Before Galileo and Newton, it was believed that objects in motion were fundamentally different from non-moving objects. It was thought that moving objects possessed a property, called “impetus”, which kept them in motion and which slowly leaked away, causing the object to come to a halt. This has long since been disproved; yet substitute “angular momentum” for impetus and it seems to still be true for spinning objects. Or is there some broader principle in which all values of angular momentum, including zero, behave according to the same rules?
Right. And now it’s believed (established, really) that moving objects possess a property, called ‘inertia’, which keeps moving objects in motion and stationary objects stationary. (This is also known as ‘Newton’s First Law of Motion’) Inertia does not ‘slowly leak away’, but the motion it maintains can be taken away by application of force, in accordance with Newton’s second and third laws of motion. The principle of inertia and Newton’s other laws (applied to each particle of the rotating object) fully explain the behavior of the gyroscope, whether in or out of the box, rotating or stationary.
I don’t think so. The “different properties” are in the different motions of the gyroscopes, not inate in the objects themselves. The spinning object has angular momentum and the stationary object doesn’t. If the motion of the spinning object is stopped, the angular momentum disappears.
If I understand your question correctly, yes. All rotating objects are accelerating, i.e., they are changing the direction of their velocity vectors. Unlike objects moving in a straight line at a constant speed, rotating objects have no inertial frame of reference in which they are motionless. Their acceleration must be the result of a force, and when the force is no longer applied, they stop accelerating – that is, they stop rotating.
Suppose you open the weirdly-acting box and, instead of a gyroscope, you find a large oscillating mass riding back and forth on linear bearings.
I think that it’s not ANGULAR momentum which is weird. It’s just ANY acceleration that’s weird (linear momentum OR angular momentum.)
Or in other words, linear motion is fundamentally different than acceleration. Objects don’t have a single velocity. An object can have many velocities, since velocity is always measured between the object and an observer (so if the many observers are moving differently, the object will “have” many different velocities at the same time.) But an object has just one acceleration, and acceleration is intimately tied to gravitational fields. Velocity is not.

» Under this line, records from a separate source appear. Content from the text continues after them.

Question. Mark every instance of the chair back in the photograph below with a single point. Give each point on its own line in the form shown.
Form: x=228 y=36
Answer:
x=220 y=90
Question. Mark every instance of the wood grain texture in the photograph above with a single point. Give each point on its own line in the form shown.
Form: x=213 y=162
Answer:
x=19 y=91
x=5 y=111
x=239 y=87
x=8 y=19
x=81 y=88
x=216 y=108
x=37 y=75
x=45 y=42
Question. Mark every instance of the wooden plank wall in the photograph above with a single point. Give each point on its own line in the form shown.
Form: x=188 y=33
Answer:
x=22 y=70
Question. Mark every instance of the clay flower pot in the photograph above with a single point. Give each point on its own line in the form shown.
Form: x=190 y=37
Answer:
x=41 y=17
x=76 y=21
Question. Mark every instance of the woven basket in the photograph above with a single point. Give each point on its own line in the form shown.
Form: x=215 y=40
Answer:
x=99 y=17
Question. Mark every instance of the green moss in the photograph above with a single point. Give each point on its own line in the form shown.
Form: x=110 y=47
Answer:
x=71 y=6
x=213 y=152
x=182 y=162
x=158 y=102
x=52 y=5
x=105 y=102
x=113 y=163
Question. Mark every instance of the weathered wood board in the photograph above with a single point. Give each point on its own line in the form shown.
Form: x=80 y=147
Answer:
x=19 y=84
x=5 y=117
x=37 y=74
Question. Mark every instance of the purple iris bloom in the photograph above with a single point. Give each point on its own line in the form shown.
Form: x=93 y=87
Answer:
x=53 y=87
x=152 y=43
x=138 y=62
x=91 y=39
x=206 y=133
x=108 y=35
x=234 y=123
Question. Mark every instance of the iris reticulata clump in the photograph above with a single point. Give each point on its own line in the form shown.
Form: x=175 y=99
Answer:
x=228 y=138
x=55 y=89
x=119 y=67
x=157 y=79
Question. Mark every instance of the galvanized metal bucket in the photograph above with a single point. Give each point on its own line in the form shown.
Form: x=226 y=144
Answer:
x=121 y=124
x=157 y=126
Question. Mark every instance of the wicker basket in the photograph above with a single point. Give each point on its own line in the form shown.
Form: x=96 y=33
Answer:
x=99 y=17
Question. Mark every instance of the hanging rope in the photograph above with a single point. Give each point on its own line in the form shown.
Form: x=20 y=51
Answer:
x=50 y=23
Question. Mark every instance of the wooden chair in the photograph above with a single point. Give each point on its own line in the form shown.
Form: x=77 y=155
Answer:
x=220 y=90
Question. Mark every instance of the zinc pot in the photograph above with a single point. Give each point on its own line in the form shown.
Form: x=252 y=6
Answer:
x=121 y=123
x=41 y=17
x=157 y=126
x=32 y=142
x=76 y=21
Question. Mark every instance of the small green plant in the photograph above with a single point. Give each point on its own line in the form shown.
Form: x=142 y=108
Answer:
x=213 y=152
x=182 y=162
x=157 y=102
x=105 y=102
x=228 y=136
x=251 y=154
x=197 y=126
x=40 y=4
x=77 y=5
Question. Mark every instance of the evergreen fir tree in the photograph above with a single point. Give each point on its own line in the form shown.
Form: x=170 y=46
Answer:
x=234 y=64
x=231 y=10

Or another way to say it: there is no “absolute” reference frame for velocity, but there DOES seem to be one for acceleration.
Are you familiar with Mach’s principle? It explains inertia as being caused by all the objects in the universe; the so-called “fixed stars.”

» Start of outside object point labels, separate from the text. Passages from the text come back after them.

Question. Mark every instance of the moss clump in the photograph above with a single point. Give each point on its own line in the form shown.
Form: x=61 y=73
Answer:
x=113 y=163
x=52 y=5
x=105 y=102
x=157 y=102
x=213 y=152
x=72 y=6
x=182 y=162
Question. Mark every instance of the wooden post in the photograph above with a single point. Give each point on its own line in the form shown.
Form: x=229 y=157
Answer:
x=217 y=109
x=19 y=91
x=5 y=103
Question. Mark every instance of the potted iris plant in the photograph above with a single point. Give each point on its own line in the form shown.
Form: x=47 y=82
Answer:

These various kinds of weirdness are included in the chapters on General Relativity. (I never got that far in physics myself, and only know a tiny bit.)
It is true that there is a force on the rotating gyro. It is the centripetal force that ultimately derives from the electric forces holding the molecules that make up the gyro together. An accelerated body will appear accelerated from the point of view of an unaccelerated coordinate system (inertial frame).
Maybe the OP is really asking why an inertial frame is different than an accelerated frame. After all, if I go out in the back yard and spin myself around, according to Mach all of the distant galaxies pull my arms outwards because I’m causing the entire universe to rotate around me. (I have little idea of how Einstein uses GR to explain the same thing. I only had undergrad courses, and they stop at SR.)